Initially hired to investigate the Andinia Plan, an antisemitic conspiracy theory that claimed Jews and Zionists were plotting to colonise the Patagonia region of Argentina and Chile as a “Jewish state in the southern hemisphere”, Yosi soon finds himself befriending members of the Jewish community in Buenos Aires and becoming a confidant of a prominent Israeli-Argentine businessman and arms dealer.

The show depicts Yosi climbing the social ranks of Buenos Aires’ Jewish community, going into business with some members and falling in love with another. It also shows him reporting back to intelligence and police brass, who constantly spout antisemitic vitriol, in a juxtaposition that is meant to demonstrate both the absurdity and the persistence of the Andinia Plan.

Yosi’s espionage lasted for nearly 15 years, until he began to feel compunction about his involvement in the mission and began distancing himself from his handlers.

Yosi stands in the rubble of the Israeli embassy in Buenos Aires. Photo: Amazon Prime Video

In 2000, Perez told journalists Miriam Lewin and Horacio Lutzky, the authors of Yosi, the Regretful Spy, that he was certain the information he had gathered, including building plans and blueprints, had been used in the 1992 and 1994 bombings of the Israeli embassy and the AMIA building, still the deadliest terror attack on Argentinian soil.

The show contains many details that are true to history, but also takes some creative liberties, portraying Yosi as becoming involved in a complicated web of international arms dealing, which was not part of the real story. Another difference: the real Jose Perez took on many more lovers than the two that are revealed in the show – even marrying a Jewish woman in secret.

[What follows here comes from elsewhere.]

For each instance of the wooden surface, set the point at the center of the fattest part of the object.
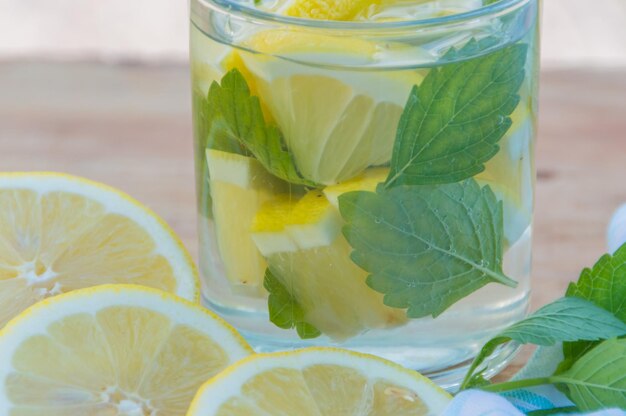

When Perez stopped cooperating fully with his superiors, he was transferred to a bureaucratic department within the police, relocated to the centre of the country, and separated from his wife. For fear of assassination, Perez pre-emptively recorded his testimony, and took on a new identity in witness protection.

Daniel Burman, the showrunner and co-director of Yosi, said the show was necessary to demonstrate how a conspiracy theory about Jews drove policy in Argentina for many years, and the fallout continues to resonate today.

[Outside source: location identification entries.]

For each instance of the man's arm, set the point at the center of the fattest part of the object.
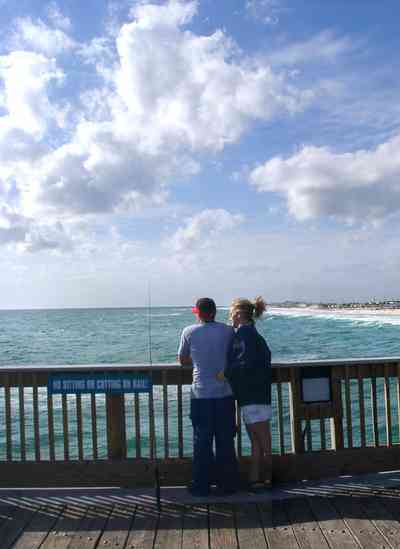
(184, 357)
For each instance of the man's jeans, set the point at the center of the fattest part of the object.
(213, 418)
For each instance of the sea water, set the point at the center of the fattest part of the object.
(95, 336)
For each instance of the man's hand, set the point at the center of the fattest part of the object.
(185, 360)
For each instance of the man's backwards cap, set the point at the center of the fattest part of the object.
(205, 306)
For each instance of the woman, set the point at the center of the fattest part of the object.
(249, 373)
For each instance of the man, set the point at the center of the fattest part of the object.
(212, 407)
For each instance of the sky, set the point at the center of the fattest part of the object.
(227, 149)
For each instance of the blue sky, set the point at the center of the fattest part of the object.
(212, 148)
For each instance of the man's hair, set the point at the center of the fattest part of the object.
(206, 307)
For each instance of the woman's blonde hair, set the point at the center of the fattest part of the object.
(251, 310)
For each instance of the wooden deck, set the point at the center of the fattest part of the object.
(342, 513)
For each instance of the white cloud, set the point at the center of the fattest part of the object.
(324, 46)
(172, 94)
(203, 229)
(39, 37)
(58, 19)
(26, 76)
(194, 89)
(265, 11)
(362, 186)
(29, 235)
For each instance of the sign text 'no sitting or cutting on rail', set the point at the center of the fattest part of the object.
(99, 382)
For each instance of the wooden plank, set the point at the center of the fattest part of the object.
(388, 407)
(143, 530)
(35, 400)
(382, 519)
(337, 424)
(50, 427)
(169, 530)
(222, 527)
(79, 426)
(281, 424)
(322, 431)
(333, 528)
(308, 433)
(180, 421)
(361, 407)
(64, 407)
(165, 413)
(306, 529)
(138, 443)
(349, 420)
(249, 527)
(21, 397)
(116, 431)
(63, 531)
(195, 528)
(152, 434)
(374, 406)
(43, 521)
(91, 527)
(118, 526)
(7, 404)
(358, 523)
(93, 414)
(14, 519)
(295, 421)
(277, 529)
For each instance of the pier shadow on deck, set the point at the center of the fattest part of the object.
(345, 512)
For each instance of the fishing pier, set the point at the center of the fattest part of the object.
(77, 470)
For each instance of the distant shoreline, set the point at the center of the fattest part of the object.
(337, 309)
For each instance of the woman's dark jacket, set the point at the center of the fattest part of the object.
(249, 367)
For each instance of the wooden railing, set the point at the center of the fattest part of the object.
(91, 439)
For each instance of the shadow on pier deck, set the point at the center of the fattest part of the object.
(345, 512)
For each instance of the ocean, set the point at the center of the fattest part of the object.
(95, 336)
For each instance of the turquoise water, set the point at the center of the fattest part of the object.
(83, 336)
(90, 336)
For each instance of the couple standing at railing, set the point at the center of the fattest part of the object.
(229, 363)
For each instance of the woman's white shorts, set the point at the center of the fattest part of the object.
(254, 413)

“The Jewish community was very vulnerable, we still are. It’s very important to understand the climate of the time, the restoration of democracy in a society held back by fear, by powers that continue to operate from the shadows,” Burman added. “In fact, there exists a conspiracy that has not been completely disarmed, a network that is sustained through lies, corruption, and impunity.”

Alongside the fear and trauma that characterised Jewish life for Argentine Jews in the post-dictatorship era, Yosi captures the social fabric of local Jewish life. We see young women performing Israeli folk dances; the Jewish choir singing Hatikvah at the Israeli embassy on Yom Ha’atzmaut; young political activists sharing latkes as they discuss their frustrations with Israeli politics; and Shabbat dinners with the elderly, led by a local rabbi.

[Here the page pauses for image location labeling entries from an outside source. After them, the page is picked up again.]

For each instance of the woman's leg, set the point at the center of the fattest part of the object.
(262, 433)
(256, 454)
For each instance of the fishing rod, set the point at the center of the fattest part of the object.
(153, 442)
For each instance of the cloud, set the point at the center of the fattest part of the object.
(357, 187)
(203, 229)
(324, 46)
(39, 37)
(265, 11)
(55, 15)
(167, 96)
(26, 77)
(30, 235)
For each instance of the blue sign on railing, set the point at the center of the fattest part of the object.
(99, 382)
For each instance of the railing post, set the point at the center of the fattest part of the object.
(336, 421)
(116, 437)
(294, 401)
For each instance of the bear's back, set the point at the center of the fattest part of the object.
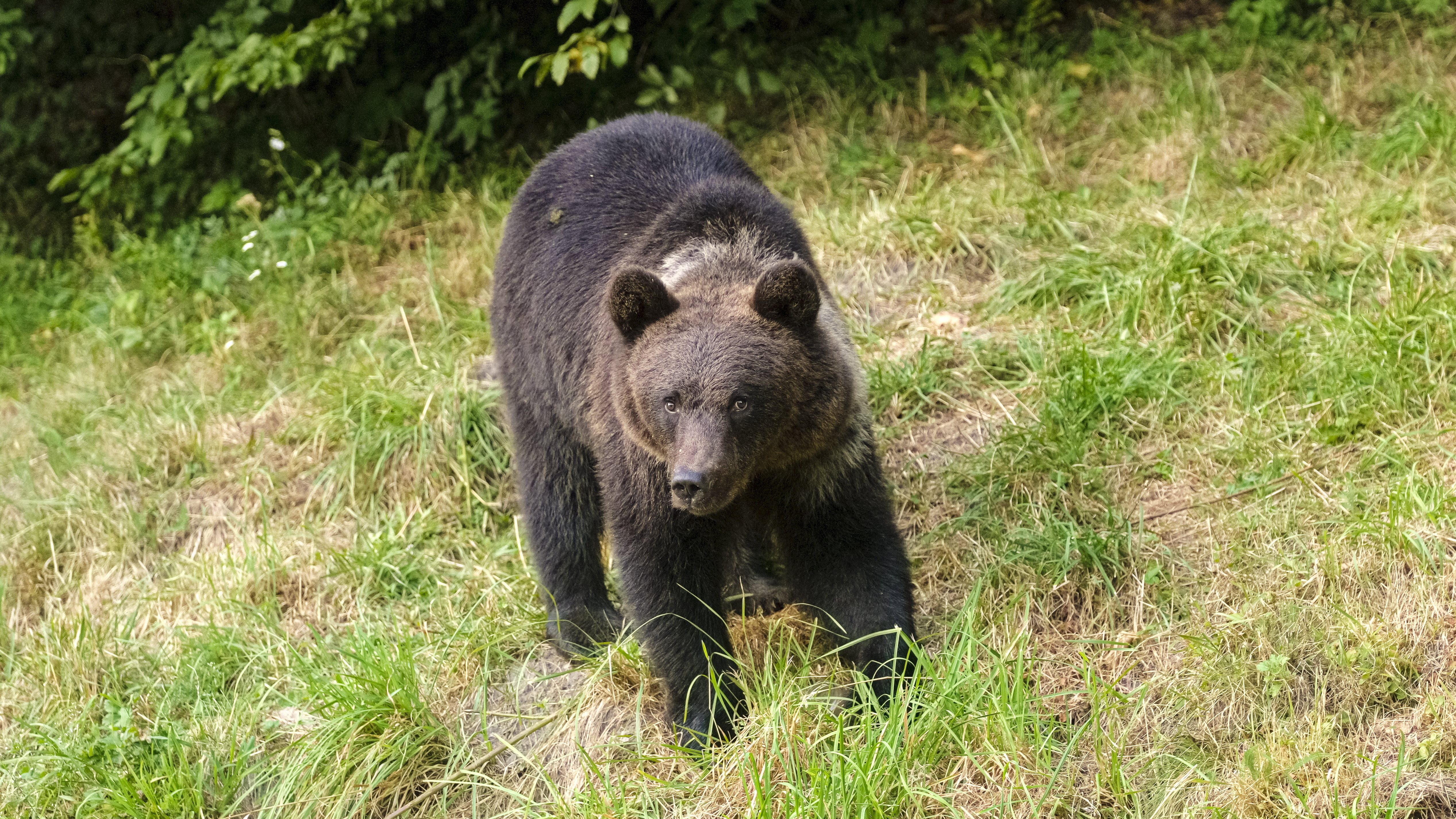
(595, 196)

Rabbi Balter said he was blindsided by the revelation that Yosi had converted while spying on his community, explaining that he has tried to think back to whether there were any red flags that could have suggested Yosi’s true motivations. But there weren’t any.

Shooting for the second season, which takes place in 1994, has already begun, and will deal with Yosi’s quest for redemption.

In episode five of the first season, there is a hint of that quest. In one particularly poignant scene, Yosi and his Jewish girlfriend’s father, the fictitious arms dealer Saul Menajem, are sitting in Menajem’s private plane. Yosi feels comfortable enough to ask, upfront, about the Andinia Plan.

“I thought you knew about politics,” Menajem says. “It’s antisemitic superstition. Very romantic, by the way. In vogue among the services these days.”

Yosi appears to experience a moment of confusion, and then clarity, as he accepts that he has been sent on a fool’s errand – and that he is the fool.

“But do the intelligence services eat that rotten fish?” he asks.

“Talking about Argentine intelligence is a contradiction,” Menajem says. “They manipulate their people with stories. They need believers and an enemy. We Jews are the most obvious.”